Astros general manager Tim Purpura is being cautiously
optimistic. As much as he loves the idea of having the franchise's
career leader in homers, RBI, walks and extra-base hits to
pinch-hit during a pennant race, he also realizes there's a chance
Bagwell never makes it back into the batter's box.

"He's truly only taken baby steps. He's only on his toes now,"
Purpura said. "There's no road map for this. The thought of having
him back in September is pretty appealing to us, but he's got a
long way to go."

Bagwell is still in pain, though some of it could be related to his surgery, therapy and return to swinging a bat. He's hoping time and rehab will ease some of it. Then he'll have to decide whether he can tolerate what's left and whether his rebuilt shoulder will allow him to hit the way his pride demands.

Regaining strength in atrophied muscles is only part of his challenge. He also must learn how to swing a new way -- or, rather,
his old way, before he developed all sorts of awkward motions and
bad habits trying to ease the pain. Until pulling himself from the
lineup, things had gotten so bad that the 1994 NL MVP couldn't even
keep both hands on the bat through an entire swing.

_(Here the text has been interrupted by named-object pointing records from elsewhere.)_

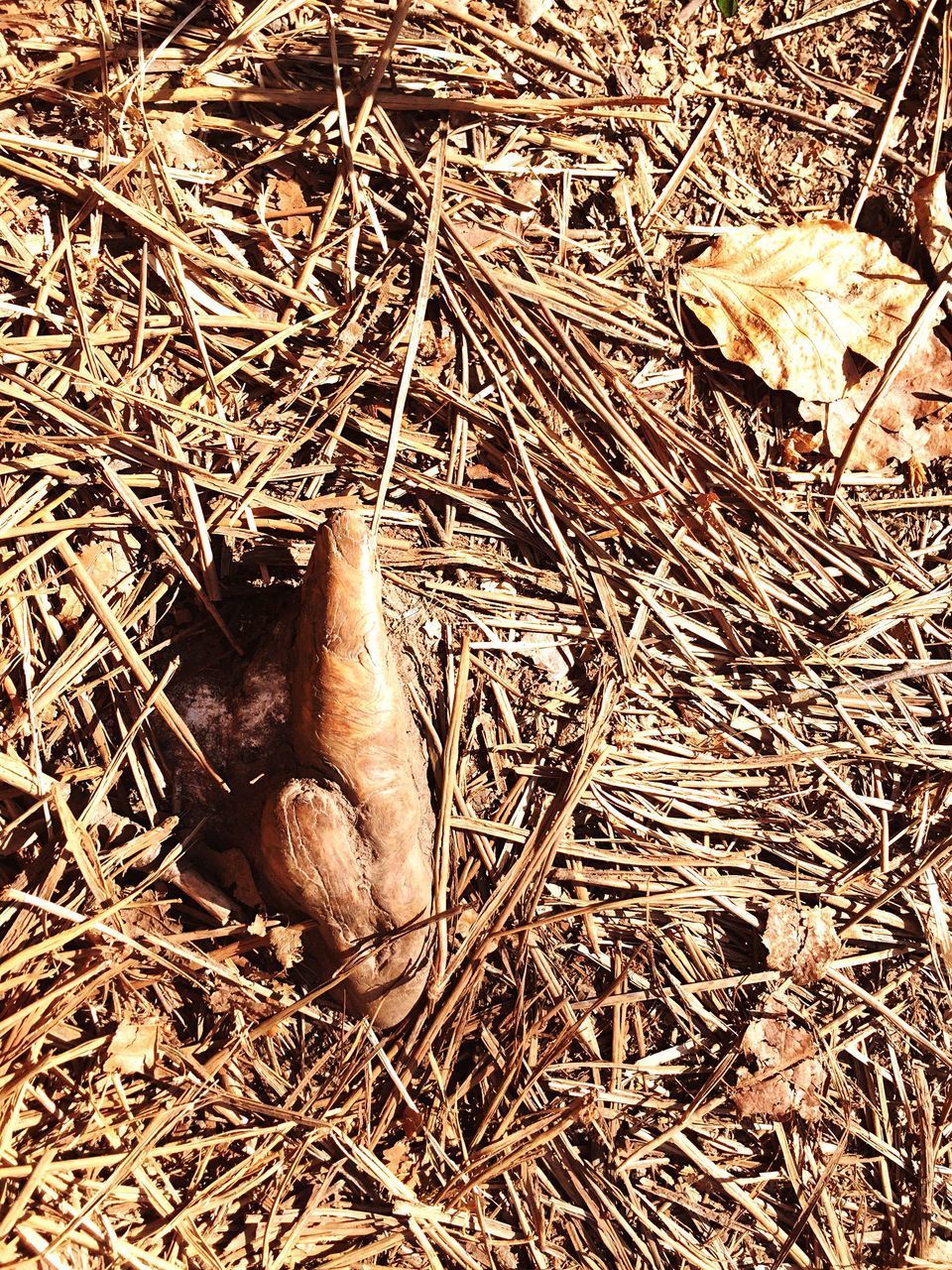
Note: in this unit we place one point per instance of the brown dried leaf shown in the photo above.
(910, 423)
(800, 942)
(791, 303)
(134, 1047)
(934, 220)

"My shoulder is in such disarray inside that I'm always going
to have problems, until I get it fixed," said Bagwell, referring
to the shoulder replacement surgery he'll have once he retires.
"Part of therapy is to try to fix the muscles so that some of the
pain does go away."

Throwing is another long-term objective and, ultimately, what
could determine whether he returns next season for the final year
of his contract. Even if activated later this season, it's unlikely
he would play first base.

"I'm happy where I'm at," the 37-year-old Bagwell said
recently. "Am I baseball ready? No. It's been a little bit of a
roller-coaster and I've rode it both ways."

Craig Biggio has watched Bagwell play through the pain for years. He figures if anyone can make it back from this kind of injury, it's Bagwell.

"He could've said to heck with it and gotten a new shoulder, but he didn't want the game to be taken away from him," Biggio said. "He's doing all he can to get back. He's a hard worker, a consummate pro."